I'm back from my somewhat exhausting trip to see my grandmother.
I had a wonderful time, she was so sweet and childlike, and she seemed so happy to have me there.
One of the things challenges of the weekend was listening to the tales of small children who come to visit her. Now I've always been the willing ear to her visions. Years ago when I visited she confided in me that her mother was coming to visit her in the night. She slept under her bed, and my grandmother worried that she didn't have enough space under there because she has these under-the-bed storage boxes with her extra linens.
Well this visit, the visions seem to have become more intense and a bit more troubling for her. There is one good one: a little girl that runs into her room, on Easter morning, kisses her on the cheek and runs out. Every time my grandmother told me about her, she kept saying "I still haven't figured out what that's all about." In her sweet, sing-songy voice.
The other visions seem to bother her and keep her from sleeping well. I didn't even have my coat off before she started telling me about them. My aunt had told her to give me a tour, and she took me into the bedroom and said, "This is where they have their door." And proceeded to tell me about these little boys that have a secret door into her apartment under her bed. She lives next to a machine room - so for her - the boys come in to bother her and then go slipping out their door when she tries to tell others about them. She's more indignant about these visitors, and more upset that people don't believe her stories. She even told the maintenance men about them and made them check the machine room for the door!
I just listened. Listened with concern and she seemed comforted by that. She talked about them over and over again, each time feeling a bit better and more relaxed.
It must be so hard to survive everyone you feel truly close to, to have been strong, but to now grow old and become sick and failing. Even with her trouble breathing and her awful cough, she still goes to visit my great uncle several times a day and forces him back to consciousness. She needs him, needs to care for him, needs his companionship, and needs a confidant. He was thin, bedridden, and didn't recognize me. But I felt like I said goodbye, so I hope he goes peacefully soon - for his sake, even though it will be so hard for her.

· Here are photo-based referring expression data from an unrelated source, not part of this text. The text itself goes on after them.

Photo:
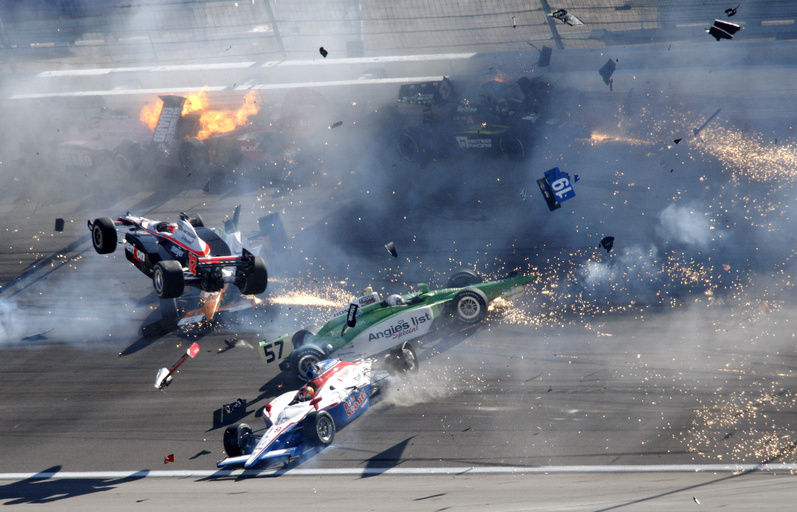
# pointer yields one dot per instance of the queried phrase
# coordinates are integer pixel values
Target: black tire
(470, 305)
(319, 428)
(512, 148)
(303, 337)
(254, 280)
(103, 235)
(237, 439)
(303, 358)
(409, 147)
(402, 360)
(194, 156)
(463, 278)
(168, 279)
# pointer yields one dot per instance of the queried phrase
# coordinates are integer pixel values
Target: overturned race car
(371, 326)
(337, 394)
(179, 254)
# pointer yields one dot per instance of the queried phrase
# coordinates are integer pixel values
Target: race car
(337, 393)
(370, 326)
(496, 119)
(182, 253)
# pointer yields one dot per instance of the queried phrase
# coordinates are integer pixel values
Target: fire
(211, 121)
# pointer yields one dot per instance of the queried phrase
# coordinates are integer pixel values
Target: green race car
(369, 326)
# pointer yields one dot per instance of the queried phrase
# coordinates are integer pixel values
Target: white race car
(338, 393)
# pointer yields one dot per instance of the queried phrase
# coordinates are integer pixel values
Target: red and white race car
(182, 253)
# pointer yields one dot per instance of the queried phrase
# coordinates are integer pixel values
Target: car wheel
(402, 360)
(237, 439)
(470, 305)
(463, 278)
(194, 156)
(168, 279)
(512, 148)
(303, 359)
(254, 279)
(319, 428)
(103, 235)
(196, 220)
(409, 147)
(301, 338)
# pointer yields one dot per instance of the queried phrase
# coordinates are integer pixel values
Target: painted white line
(667, 468)
(373, 60)
(118, 92)
(144, 69)
(216, 88)
(243, 65)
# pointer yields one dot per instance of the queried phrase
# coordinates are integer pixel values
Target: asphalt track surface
(597, 391)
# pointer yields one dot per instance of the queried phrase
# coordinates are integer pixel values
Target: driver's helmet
(305, 393)
(395, 300)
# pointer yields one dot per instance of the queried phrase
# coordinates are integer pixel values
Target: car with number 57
(369, 326)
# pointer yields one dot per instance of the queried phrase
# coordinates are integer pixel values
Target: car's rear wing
(435, 92)
(171, 112)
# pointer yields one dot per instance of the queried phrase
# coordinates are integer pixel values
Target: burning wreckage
(370, 326)
(186, 133)
(497, 119)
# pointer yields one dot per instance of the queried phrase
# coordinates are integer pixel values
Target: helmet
(305, 393)
(395, 300)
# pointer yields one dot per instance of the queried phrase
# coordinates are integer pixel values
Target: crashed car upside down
(373, 326)
(180, 254)
(338, 393)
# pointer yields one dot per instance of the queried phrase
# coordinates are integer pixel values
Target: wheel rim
(97, 237)
(157, 279)
(306, 364)
(469, 307)
(324, 429)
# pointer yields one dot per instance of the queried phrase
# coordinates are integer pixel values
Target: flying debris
(229, 408)
(711, 118)
(164, 376)
(606, 72)
(545, 56)
(40, 336)
(566, 18)
(607, 243)
(556, 188)
(723, 29)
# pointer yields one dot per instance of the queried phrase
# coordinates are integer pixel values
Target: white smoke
(685, 224)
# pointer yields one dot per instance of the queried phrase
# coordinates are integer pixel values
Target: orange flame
(211, 121)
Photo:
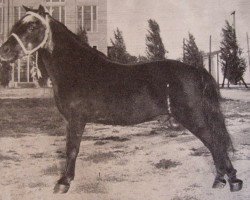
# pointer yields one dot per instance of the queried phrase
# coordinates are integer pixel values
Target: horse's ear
(26, 8)
(41, 10)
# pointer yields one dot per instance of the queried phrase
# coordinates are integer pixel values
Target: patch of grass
(166, 164)
(52, 170)
(37, 155)
(37, 185)
(19, 116)
(185, 198)
(8, 158)
(100, 143)
(95, 188)
(202, 151)
(100, 157)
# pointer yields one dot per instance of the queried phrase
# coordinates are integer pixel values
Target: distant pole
(234, 23)
(183, 49)
(248, 51)
(218, 76)
(209, 56)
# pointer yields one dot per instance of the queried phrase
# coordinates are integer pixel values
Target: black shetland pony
(90, 88)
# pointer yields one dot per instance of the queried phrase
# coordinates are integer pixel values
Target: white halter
(46, 35)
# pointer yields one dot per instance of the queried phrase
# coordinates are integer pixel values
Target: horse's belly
(131, 110)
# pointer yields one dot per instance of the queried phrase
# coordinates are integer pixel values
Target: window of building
(87, 18)
(57, 8)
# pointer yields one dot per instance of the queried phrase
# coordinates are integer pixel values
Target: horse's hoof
(219, 183)
(235, 185)
(61, 189)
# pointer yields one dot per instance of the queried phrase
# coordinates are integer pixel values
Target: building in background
(75, 14)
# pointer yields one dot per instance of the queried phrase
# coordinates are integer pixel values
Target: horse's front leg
(75, 129)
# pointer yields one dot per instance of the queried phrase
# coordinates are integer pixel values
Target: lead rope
(46, 34)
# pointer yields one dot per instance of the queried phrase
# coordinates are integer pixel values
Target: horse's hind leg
(208, 125)
(74, 134)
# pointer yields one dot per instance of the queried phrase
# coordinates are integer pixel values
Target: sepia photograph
(124, 99)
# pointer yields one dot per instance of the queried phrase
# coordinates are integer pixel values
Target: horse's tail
(211, 109)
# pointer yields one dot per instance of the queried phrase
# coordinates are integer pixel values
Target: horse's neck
(62, 51)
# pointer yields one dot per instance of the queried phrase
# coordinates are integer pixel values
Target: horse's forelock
(28, 18)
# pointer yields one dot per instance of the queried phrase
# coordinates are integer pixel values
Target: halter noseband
(46, 23)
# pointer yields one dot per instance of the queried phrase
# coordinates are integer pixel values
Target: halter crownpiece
(45, 22)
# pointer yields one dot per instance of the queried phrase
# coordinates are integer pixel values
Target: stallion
(88, 87)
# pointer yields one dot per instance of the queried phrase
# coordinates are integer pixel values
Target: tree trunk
(224, 77)
(244, 82)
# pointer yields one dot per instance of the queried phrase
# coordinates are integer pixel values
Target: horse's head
(28, 35)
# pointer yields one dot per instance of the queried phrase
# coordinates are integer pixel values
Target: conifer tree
(191, 54)
(233, 64)
(155, 49)
(118, 52)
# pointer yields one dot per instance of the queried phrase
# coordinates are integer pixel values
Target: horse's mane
(76, 38)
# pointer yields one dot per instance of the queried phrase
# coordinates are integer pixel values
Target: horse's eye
(32, 27)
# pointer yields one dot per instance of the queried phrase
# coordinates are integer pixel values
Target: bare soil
(147, 161)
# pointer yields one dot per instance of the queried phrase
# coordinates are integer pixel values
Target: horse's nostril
(6, 49)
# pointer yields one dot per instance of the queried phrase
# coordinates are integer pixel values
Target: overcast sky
(176, 18)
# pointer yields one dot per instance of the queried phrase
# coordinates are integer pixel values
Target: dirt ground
(146, 161)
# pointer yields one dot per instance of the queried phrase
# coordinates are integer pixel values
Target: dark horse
(90, 88)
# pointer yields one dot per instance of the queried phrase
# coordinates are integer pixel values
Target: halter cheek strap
(46, 35)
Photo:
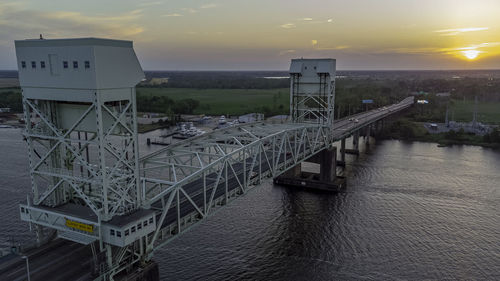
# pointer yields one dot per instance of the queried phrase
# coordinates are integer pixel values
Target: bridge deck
(185, 182)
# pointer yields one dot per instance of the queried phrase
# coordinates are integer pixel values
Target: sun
(471, 54)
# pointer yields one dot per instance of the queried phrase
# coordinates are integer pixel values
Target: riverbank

I realized she's a man's woman. Even with all her sisters, her two daughters, and three granddaughters to her two grandsons, she was always closest to the men. For example, her brother Lewis, he's the youngest of their family, and the only one sibling still active. She was so close to my grandfather, their neighbor Kermit, and to my uncle Chuck. Couples were always the male first and then the woman "Lewis and Dell," "Bill and Jeanie," the subtle emphasis on the man. I always felt like my aunt did all the work and my father got all the praise, but I think it was just her flirtatious adoration of the male.
Regardless, I was so glad to see her. So happy to hug and kiss her. So delighted to listen to her. So happy to hear her laugh and see her joke. She was adorable and she tried very hard to be okay. For that I thank her. I want her to be at peace and feel loved and adored. I want it for her and for all of us who love her and find it hard to watch her slip away.